Dale Carnegie said, “The expression one wears on one’s face is far more important than the clothes one wears on one’s back.” A smile is the best expression on a human’s face. A smile lights up and brightens the face like a candle in the dark. The faces becomes bright and beautiful. The greatest enemy of a smile is pain. It suddenly turns off the light and like NEPA (of the old) plunges the face into darkness.
The face becomes contorted and ugly. Emotional pain, especially watching people suffering or in severe physical pain, is an unpleasant feeling, psychological in nature and often overpowering.
Edwin S. Shneidman, a pioneer in the field of sociology, described it as, “how much you hurt as a human being.” A feeling of helplessness worsens pain! It is simply mental torment!
Just imagine that many medical doctors have to go through feeling this way nearly every day like the trauma we have all been going through for the past 50 years, on the Lagos-Ibadan expressway!
About 30 years ago I slept on that road; 10 years ago, I took a friend to the Lagos Airport, he landed in London two clear hours before I arrived in Ibadan. Yet, I didn’t stop anywhere!
Mind you, we didn’t have any bad weather, fog or any of the terrible driving conditions which usually mitigate against safe driving in many developed countries of the world! If you are above forty years of age, you stand an 80 per cent chance of knowing someone who had lost his life on that road!
The smile is gradually disappearing from my face on account of pain. To ease the pain, I asked for APC only to be told that it was no longer in the market. APC was one of the best, non-narcotic pain killers in its days! “Where have you been all these years?” my nurse retorted. “May I have some PCM instead?” I asked again.
“There are too many fake brands of PCM and we don’t know the genuine ones anymore. APC, I am told, has been rebranded as PCM!” she added. “But that’s impossible! Don’t we controlling agencies any more? I asked obviously confused.
Now my head was literarily on fire. The headache was intense. Who will cure my headache? Who will relieve me from this impulsive pain, ripping me apart like the butcher’s knife? The natural smile, which adorns my ever cheerful face is gradually fading away.
There is tremendous power in a smile. A smile can dissolve hostility, impact confidence, convey a feeling of happiness, hope and positivity, influence and change things. A smile returned, can also have immense influence on the ‘giver.’ Yes it can!
The most memorable day in my life, as a medical doctor, was when an old woman gave me the best smile I ever received in my life. She was deaf and dumb and had a blinding cataract in one eye.
Suddenly, unexpectedly, she lost her vision in her only seeing eye from an attack of acute angle-closure glaucoma. With none of her children around, the house help looking after her was helpless and it took more than two weeks before the correct help came.
Restive, struggling and totally uncooperative because her only connection with the outside world had been severed by blindness. She probably thought she was in hell and waiting for the fire to start burning!
It was a herculean task bundling her to the hospital and she had to be physically restrained with her arms and legs tied to the bed. The only seeing eye had by now become irreversibly blind. Her only hope was to restore sight to the cataract blind eye. This was promptly done under general anaesthesia.
As the dressings were removed from her operated eye the following day, her contorted face softened up, became bright and the “darkness” was literally and immediately replaced by the light from a thousand candles – a big smile. Her smile was a sign of appreciation and gratitude. It was best gift I ever received!

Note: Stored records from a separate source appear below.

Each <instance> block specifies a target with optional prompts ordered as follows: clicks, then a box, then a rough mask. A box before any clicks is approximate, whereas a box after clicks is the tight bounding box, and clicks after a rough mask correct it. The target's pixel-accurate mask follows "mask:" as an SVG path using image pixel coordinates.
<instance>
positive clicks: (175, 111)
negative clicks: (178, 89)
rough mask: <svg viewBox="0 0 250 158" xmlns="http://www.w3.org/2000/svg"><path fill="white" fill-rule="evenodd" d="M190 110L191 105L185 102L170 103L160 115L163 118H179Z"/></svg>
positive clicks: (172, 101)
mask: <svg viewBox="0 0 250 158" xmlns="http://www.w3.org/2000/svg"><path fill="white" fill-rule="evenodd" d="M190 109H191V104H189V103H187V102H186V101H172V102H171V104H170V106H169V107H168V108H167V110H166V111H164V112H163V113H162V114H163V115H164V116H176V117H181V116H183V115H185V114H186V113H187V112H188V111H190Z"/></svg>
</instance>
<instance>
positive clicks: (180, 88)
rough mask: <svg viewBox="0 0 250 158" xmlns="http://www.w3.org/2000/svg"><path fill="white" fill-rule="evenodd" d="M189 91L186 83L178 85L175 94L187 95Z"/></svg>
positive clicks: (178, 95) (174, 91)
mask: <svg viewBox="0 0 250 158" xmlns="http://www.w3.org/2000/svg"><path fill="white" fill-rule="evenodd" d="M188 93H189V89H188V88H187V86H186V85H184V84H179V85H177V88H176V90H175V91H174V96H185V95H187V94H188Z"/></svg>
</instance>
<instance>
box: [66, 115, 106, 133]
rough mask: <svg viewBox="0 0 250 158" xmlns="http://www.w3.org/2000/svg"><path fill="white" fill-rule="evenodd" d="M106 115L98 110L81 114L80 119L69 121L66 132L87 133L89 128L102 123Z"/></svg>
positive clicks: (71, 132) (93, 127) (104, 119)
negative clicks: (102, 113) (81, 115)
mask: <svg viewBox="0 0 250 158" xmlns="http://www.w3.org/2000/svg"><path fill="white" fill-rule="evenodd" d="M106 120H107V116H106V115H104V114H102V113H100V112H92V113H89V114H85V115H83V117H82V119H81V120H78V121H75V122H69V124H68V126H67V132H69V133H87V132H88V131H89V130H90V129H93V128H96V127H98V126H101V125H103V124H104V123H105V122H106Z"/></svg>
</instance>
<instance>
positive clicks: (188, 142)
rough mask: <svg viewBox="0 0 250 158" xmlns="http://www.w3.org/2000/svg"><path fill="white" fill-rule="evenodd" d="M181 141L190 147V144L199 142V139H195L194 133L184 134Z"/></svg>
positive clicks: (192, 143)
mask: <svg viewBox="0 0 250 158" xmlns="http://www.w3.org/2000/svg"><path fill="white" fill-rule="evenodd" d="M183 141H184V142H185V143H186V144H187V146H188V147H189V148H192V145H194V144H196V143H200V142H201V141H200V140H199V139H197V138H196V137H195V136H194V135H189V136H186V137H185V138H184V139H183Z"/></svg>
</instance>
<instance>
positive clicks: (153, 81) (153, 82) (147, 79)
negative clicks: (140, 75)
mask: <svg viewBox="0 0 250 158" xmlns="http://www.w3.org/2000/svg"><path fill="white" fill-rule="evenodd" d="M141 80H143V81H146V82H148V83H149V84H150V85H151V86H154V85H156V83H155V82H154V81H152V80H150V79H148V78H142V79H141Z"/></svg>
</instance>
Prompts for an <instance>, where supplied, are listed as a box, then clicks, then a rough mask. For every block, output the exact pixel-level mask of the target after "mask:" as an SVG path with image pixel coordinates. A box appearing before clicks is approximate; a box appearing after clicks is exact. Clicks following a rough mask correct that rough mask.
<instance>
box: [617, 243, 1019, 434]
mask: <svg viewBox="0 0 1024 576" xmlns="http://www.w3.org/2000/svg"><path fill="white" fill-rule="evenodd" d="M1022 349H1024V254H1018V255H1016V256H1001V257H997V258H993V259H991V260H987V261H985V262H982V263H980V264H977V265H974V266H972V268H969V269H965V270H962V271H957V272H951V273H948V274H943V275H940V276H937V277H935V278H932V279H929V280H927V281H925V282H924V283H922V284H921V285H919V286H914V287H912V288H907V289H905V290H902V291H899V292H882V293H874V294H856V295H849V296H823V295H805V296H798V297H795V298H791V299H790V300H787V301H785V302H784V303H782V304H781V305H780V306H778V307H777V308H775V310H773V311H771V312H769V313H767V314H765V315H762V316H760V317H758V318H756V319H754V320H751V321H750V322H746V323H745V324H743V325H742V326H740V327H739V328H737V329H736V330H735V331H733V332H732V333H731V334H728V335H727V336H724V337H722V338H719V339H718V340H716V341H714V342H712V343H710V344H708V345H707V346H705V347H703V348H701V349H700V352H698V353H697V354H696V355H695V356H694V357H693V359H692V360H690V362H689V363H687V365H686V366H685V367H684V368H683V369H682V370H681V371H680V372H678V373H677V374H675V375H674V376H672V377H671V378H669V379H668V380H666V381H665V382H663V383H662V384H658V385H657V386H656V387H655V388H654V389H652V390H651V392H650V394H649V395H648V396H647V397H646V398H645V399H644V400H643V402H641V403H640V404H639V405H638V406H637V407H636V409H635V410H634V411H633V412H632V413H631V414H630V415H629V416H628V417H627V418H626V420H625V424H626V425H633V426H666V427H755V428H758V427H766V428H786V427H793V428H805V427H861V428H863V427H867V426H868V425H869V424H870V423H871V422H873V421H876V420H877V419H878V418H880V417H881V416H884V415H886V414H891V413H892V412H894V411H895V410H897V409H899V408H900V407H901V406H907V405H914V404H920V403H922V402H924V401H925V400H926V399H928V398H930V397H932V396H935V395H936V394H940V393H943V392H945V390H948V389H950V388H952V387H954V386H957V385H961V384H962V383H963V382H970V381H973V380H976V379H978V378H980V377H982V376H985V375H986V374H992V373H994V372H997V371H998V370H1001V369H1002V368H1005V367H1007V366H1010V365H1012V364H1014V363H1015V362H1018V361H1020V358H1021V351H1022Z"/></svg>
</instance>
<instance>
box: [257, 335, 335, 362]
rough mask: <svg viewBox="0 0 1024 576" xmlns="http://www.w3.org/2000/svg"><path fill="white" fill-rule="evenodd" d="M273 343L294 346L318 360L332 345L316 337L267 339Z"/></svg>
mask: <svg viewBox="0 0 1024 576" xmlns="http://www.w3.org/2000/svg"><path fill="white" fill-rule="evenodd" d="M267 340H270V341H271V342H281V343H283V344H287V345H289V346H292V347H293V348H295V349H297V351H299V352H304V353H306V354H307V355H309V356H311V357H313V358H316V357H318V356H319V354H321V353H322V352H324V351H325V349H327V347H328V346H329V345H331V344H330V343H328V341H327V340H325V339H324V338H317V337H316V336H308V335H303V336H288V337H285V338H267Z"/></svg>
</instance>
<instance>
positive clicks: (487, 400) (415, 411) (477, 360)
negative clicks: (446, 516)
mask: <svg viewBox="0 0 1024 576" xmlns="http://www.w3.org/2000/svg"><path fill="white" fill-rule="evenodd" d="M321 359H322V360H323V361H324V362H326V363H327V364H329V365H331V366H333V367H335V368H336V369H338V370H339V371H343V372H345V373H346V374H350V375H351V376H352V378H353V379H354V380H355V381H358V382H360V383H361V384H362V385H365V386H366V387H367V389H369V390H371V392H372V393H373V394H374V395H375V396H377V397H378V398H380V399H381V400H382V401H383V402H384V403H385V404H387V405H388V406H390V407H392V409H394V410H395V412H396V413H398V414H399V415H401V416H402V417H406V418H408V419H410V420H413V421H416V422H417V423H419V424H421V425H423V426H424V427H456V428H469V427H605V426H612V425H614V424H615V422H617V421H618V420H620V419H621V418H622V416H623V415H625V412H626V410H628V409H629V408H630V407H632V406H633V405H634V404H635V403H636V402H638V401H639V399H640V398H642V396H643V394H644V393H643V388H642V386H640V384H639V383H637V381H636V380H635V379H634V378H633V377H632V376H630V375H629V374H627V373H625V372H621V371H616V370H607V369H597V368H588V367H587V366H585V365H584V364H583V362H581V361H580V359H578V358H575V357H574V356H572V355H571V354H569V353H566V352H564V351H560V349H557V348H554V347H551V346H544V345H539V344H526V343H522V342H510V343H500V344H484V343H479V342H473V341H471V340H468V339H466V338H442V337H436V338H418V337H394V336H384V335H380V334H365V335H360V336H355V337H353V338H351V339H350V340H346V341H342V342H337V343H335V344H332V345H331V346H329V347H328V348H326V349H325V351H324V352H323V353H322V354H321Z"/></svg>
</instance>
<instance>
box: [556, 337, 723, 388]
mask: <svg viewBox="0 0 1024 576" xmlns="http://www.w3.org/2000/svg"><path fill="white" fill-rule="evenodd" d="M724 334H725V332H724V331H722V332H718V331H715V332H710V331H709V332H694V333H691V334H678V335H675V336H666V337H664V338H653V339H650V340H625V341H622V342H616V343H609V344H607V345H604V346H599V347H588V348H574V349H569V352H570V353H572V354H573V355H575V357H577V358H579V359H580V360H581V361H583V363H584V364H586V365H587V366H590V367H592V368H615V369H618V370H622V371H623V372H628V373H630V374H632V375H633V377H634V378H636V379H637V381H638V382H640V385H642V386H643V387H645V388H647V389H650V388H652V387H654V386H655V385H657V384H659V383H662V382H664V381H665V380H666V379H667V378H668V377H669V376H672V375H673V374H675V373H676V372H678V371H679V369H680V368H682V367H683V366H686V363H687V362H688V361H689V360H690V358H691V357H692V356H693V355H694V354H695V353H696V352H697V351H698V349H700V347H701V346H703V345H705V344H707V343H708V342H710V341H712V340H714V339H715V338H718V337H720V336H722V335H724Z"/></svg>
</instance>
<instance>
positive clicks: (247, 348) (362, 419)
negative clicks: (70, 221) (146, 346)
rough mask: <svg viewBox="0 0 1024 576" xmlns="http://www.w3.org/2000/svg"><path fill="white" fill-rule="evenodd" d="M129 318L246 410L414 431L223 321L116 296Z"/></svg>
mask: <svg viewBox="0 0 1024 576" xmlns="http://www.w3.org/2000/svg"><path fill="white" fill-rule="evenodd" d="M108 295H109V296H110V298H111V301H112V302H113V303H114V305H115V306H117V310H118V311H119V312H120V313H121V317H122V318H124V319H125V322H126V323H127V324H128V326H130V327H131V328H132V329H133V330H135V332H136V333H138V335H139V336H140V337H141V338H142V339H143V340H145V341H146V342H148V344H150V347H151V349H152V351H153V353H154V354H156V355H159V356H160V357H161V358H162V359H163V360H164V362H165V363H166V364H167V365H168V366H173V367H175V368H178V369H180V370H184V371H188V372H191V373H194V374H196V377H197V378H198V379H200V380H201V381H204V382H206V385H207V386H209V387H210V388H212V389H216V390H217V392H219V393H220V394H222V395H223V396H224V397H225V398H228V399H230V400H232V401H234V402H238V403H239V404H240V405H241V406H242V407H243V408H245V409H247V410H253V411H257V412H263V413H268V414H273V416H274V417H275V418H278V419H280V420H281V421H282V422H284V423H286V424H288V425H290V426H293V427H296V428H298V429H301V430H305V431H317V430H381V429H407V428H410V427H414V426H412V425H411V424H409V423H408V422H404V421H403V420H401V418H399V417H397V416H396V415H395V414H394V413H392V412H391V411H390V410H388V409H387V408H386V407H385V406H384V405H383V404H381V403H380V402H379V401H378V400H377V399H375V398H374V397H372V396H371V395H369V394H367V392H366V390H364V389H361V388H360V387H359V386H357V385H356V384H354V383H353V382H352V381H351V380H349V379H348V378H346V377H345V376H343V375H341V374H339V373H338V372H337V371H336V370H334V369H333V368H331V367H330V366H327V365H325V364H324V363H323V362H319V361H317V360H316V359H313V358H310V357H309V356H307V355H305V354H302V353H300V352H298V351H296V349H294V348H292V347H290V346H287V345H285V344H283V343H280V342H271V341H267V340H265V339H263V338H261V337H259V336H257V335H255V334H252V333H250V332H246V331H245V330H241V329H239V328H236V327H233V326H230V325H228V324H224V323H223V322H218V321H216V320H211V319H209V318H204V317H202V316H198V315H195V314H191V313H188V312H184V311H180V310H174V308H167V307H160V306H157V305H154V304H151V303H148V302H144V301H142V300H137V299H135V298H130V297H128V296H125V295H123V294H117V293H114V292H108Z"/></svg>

In the last two months, so many things have happened in our country. The smile is gradually disappearing from the face of all of us. When I hear about the billions of naira spent by politicians seeking elective offices and consider, side by side, the pervasive poverty around us, people dying of hunger, people being hacked to death because of their faith or ethnicity, children and adults dying owing to poor medical attention, the number of people going blind from lack of appropriate medications for their eye problems, thousands of people with blinding cataract whose sight could be restored by simple cataract surgery, I shudder at how easy it is to restore the fading smile on my face and to cure my headache.
When you smile remember the less privileged around. Put smile on faces of the hungry, the dying who can be rescued from the grips of death, the thousands of cataract blind who can have their sight restored – the good you can do with some of the money, God has given you.
Take a few seconds and shut your eyes. Count one to hundred and momentarily feel the crippling effect of blindness. Now open your eyes and SMILE. Do you feel a mood change? Do you feel good and great?
Anytime you are having a hard day or a bad time just pause and smile for a few seconds. It will make a difference to your life and to the life of many others around you. Share a smile with someone today. Light a candle! Help someone one to regain his sight. The reward? You will be rewarded with an appellation – ‘AS” An Apostle of Smile!